On the day they cross the equator, the pollywogs, or wogs, would have to complete a series of tasks to earn the shellback certificate. There were spankings, a breakfast consisting of gross food and drink items, being put in stocks while older soldiers decorated the younger soldiers face and a game where the largest man on board puts a cherry in his naval, covers his stomach with grease and the pollywogs have to get the cherry from his belly button. After the soldiers completed all the tasks, they went in the “coffin box” where they were sprayed with water to clean them off and came out as a shellback.
“It was a whole big thing,” Farnett said. “Whether they do it anymore or not, I don’t know, because of hazing and all that, but it was all in good fun.”
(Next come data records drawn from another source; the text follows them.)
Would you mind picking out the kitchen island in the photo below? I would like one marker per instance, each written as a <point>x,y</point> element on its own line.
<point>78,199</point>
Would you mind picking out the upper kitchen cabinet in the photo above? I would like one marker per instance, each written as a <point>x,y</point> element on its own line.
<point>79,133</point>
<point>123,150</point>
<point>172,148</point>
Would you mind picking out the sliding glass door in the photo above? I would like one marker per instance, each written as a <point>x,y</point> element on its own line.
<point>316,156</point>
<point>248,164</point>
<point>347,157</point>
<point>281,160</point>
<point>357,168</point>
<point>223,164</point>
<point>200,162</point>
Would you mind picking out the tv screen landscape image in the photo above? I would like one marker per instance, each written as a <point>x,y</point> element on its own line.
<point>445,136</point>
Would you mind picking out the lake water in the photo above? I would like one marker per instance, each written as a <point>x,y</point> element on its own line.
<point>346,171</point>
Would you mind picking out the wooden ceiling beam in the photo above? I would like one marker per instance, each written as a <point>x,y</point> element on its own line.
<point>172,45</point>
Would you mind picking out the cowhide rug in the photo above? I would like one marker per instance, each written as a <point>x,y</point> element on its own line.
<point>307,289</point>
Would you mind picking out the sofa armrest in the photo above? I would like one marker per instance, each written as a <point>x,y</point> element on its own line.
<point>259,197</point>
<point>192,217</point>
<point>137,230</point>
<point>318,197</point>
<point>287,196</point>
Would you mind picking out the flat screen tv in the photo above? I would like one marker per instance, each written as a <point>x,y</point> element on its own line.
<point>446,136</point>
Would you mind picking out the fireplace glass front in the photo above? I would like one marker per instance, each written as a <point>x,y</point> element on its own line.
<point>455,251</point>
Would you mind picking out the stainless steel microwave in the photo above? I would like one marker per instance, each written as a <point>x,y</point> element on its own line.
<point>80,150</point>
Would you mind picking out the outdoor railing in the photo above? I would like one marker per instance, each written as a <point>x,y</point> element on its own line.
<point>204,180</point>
After they finished with their WestPac deployment, the ship was brought back to the yard in Long Beach where it was retrofitted with new equipment and armor. The soldiers attended classes by day and helped out with the watches in the afternoon.
When Farnett was discharged from the Navy, he worked different part-time jobs for a while before being hired as a civilian contractor with the Department of Defense to be a boiler operator at a Navy base in New York. The bases went through a consolidation and he was transferred to California. While in California, he started working for the Veteran’s Administration. He asked for a transfer to the Mountain Home VA in Johnson City. He said his parents had retired to the area which is why he decided to move here with his wife, Elaina, who he met while working in California. Farnett retired from the VA in February.